Quei centoquarantatré tondini di ferro per costruire una chiesa in Albania
La comunità di Don Fiocchi a Pukë e il comandamento di amare il prossimo
Centoquarantatré tonnellate di tondini di ferro per strutture in cemento armato, dal valore commerciale di circa settantamila euro, sono partite l’altro giorno da Cremona e arrivate a Pukë, paesino all’interno dell’Albania, più o meno all’altezza di Scutari e di Vasto. Servono a costruire una chiesa. Da vent’anni infatti il parroco di Pukë è un sacerdote cremonese, don Fiocchi, che finora s’è arrangiato con strutture provvisorie e prefabbricati a mo’ di cappella e oratorio.
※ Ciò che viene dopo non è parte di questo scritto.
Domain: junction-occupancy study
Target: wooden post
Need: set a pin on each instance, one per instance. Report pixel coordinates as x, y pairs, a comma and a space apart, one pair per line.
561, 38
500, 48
Ora che potrà essere costruita una chiesa in muratura, rifulge il senso della scelta balzana che nel 1998 lo portò a chiedere all’allora vescovo di essere mandato a servire in Albania. C’erano stati la guerra civile, gli sbarchi in massa sulle coste pugliesi, il regime comunista persecutorio verso i cristiani, secoli di vessazioni da periferia dell’impero ottomano. Don Fiocchi dovette attendere un anno prima di ricevere il permesso di trasferirsi in questa terra che, come tutti, conosceva superficialmente ma verso cui si sentiva in dovere. Lo contrastava l’idea che la missione riguardasse luoghi lontani ed estranei, non familiari e a portata di mano; ma il comandamento di amare il prossimo, in effetti, non dice di amare l’umanità in generale o a distanza di sicurezza, ché sono bravi tutti, ma di pensare ciascuno a chi ha vicino. L’Albania è abbastanza vicina, la distanza in linea d’aria fra Otranto e Valona è ridicola, da Tirana a Bari ce la si cava con una mezz’ora d’aereo. Le centoquarantatré tonnellate di tondini di ferro sono un investimento, vediamolo così: un domani l’Albania potrebbe essere una concreta base di lancio per cristianizzare l’Italia.